Amongst these flights of fancy in the UK, was the notion of trusting money merchants, who as non-tax paying “Non Doms” and High Net Worth Individuals with their wealth, albeit sent away to tax havens, most of which were linked to the UK to create a huge financial services sector that was the equivalent of taking in each others washing. This propped up a London property market which deformed the economy and created a national bubble, exported world wide. But the government were never in control of this, so it fell to ground in its own good time, and it will not be a soft landing. There was debt creation, churning the Gross Domestic Product figures higher and higher with government and personal debt. To keep the employment figures respectable public expenditure was vastly expanded beyond income. Another Flying Pig is the pension entitlements of public sector workers that can only be maintained if the other Flying Pigs remain airborne.
To return to the 1950’s there were other branches of economic theory on offer related to this or that. One was a disregarded attachment to classical economics that morphed in America to monetarism. There was the Austrian school, now showing a welcome return. Another was corporatism, a hangover from the early communitarian/temperance movements, and another was Welfare Economics. This was not as its name may suggest. It required a hard analysis of what exactly we were doing and what it was supposed to be for in real terms rather than money or other terms. It was a difficult area, and also relied less on mathematics than a real appreciation of what was happening on the ground. This seems now to be running in another form in the Eco movement. But the idea of trying to establish what living in the real world nvolved and how to stay stable was anathema to the politicians and the media.

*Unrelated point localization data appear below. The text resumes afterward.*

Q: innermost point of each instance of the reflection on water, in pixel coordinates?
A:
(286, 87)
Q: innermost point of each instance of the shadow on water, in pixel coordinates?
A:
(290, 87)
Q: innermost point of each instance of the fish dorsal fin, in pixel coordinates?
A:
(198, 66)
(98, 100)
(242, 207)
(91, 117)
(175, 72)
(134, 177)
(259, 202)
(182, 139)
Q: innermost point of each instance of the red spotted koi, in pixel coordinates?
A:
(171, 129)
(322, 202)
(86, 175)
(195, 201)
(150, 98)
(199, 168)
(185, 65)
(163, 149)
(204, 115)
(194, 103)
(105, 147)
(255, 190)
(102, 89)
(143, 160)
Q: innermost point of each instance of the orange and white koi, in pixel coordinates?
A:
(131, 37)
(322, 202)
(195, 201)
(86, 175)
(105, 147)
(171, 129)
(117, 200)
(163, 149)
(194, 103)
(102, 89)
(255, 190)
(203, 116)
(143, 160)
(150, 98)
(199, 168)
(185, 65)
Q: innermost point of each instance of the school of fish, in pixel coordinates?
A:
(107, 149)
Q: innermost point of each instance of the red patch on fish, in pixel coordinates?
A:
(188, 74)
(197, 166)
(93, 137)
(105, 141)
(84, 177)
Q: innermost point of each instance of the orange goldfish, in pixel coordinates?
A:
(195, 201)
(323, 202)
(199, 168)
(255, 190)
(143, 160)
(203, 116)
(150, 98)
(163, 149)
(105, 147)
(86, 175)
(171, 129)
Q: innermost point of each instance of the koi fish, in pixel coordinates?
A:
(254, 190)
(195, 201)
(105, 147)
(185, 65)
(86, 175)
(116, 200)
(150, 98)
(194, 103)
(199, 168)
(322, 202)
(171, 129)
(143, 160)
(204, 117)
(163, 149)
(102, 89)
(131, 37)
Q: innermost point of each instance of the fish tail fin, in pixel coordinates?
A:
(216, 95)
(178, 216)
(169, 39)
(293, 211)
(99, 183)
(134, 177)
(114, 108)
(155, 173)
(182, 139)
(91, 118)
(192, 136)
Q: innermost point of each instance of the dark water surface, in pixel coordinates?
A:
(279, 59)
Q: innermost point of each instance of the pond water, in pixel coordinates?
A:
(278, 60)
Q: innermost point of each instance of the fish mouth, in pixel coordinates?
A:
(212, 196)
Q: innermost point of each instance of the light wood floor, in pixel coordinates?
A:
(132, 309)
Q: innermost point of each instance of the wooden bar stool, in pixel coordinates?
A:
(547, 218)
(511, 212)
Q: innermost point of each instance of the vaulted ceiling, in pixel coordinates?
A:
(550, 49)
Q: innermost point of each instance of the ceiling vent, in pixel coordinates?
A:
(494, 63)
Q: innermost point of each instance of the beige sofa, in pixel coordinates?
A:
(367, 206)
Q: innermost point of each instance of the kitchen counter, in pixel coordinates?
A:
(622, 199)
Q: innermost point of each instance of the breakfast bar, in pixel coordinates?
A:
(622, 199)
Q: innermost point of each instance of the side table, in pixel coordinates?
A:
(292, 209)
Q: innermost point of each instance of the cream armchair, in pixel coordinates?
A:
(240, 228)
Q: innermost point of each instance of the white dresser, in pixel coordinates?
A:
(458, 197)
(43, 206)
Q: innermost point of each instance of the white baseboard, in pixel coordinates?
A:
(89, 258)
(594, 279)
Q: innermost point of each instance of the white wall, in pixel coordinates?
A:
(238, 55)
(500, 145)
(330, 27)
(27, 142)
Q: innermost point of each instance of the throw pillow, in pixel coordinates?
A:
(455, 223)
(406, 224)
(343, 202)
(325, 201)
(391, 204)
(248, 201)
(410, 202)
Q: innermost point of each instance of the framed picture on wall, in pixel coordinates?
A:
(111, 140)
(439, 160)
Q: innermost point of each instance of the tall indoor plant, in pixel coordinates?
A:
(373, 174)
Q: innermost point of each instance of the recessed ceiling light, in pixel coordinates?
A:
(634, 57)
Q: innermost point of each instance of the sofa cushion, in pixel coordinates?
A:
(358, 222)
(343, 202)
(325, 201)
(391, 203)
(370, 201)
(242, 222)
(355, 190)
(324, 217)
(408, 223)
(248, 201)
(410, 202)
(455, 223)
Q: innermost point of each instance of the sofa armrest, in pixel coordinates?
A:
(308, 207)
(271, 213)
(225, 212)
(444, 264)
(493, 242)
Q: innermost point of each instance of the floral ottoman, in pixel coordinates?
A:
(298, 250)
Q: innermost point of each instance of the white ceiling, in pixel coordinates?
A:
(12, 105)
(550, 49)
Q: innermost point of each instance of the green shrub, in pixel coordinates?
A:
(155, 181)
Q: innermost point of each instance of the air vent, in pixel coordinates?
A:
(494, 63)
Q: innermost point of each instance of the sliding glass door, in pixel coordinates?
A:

If you want to try your hand at some proto Welfare Economics try Shopping Trolley analysis when idling your time away at the check-outs. How many of the goods in peoples trolleys do they actually ”need”, not want, not marketed, or the rest, but need in the strictest sense of the word? For example, some essential unpackaged foods, and not much else.

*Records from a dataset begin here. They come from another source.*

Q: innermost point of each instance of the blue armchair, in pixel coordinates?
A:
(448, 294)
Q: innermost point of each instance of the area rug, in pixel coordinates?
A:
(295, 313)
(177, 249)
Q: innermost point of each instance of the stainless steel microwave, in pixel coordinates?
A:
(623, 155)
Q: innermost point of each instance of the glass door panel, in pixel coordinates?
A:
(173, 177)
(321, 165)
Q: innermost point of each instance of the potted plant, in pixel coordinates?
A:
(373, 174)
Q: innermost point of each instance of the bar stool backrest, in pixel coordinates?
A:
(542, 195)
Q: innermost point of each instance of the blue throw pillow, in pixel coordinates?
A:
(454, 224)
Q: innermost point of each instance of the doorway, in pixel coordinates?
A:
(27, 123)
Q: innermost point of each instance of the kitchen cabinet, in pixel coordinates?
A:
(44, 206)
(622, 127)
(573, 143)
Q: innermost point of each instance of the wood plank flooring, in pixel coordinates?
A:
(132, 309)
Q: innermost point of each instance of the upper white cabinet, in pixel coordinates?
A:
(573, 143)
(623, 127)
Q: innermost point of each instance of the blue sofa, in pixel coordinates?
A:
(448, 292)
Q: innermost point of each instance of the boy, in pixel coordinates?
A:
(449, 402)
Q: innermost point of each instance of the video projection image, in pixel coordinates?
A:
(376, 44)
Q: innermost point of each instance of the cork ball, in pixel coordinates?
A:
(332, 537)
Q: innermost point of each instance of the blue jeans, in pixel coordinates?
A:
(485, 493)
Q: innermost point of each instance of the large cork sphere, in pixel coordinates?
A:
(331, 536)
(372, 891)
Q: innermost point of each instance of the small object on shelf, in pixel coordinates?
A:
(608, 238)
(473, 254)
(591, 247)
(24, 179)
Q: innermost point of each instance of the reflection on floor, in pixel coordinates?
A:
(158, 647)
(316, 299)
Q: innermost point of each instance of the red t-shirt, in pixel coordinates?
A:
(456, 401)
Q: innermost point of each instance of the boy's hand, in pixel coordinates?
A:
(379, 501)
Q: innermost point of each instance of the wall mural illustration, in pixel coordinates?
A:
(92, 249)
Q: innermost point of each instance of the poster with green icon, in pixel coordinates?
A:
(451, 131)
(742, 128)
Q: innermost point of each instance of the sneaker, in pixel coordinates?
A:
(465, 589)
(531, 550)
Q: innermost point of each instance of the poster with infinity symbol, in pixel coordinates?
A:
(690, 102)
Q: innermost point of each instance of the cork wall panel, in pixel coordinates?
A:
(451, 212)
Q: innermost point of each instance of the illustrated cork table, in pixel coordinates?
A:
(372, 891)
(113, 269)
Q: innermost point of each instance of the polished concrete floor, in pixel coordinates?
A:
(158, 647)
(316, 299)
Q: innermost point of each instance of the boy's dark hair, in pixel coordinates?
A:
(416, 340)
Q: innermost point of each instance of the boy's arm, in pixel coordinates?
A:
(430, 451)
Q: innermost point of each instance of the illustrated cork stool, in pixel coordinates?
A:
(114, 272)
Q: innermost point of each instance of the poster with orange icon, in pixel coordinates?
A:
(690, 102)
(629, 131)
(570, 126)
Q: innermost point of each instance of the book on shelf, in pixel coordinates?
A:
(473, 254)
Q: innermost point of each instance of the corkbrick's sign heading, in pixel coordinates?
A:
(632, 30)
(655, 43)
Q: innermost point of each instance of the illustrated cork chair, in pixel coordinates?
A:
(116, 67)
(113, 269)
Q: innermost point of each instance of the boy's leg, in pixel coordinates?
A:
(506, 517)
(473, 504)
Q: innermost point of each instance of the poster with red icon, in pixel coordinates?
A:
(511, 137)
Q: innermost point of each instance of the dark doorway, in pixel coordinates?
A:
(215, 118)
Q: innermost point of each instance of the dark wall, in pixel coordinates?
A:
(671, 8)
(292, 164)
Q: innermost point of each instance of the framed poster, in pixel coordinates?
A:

Another is the motorway test. If you want to increase economic growth simply persuade people to make lots of unnecessary journeys around motorways rather than saving, and build huge centres for them to visit that are full of useless tat for them to spend money that has been borrowed to buy it, so creating additional monetary flows in interest payments.
Such an idea would be absolutely crazy wouldn’t it? But it one of the Flying Pigs we have been worshipping for the last couple of decades, and now it is dead, the only solution the Government can think of is to try to resuscitate it, and try to catapult it airborne before the next election.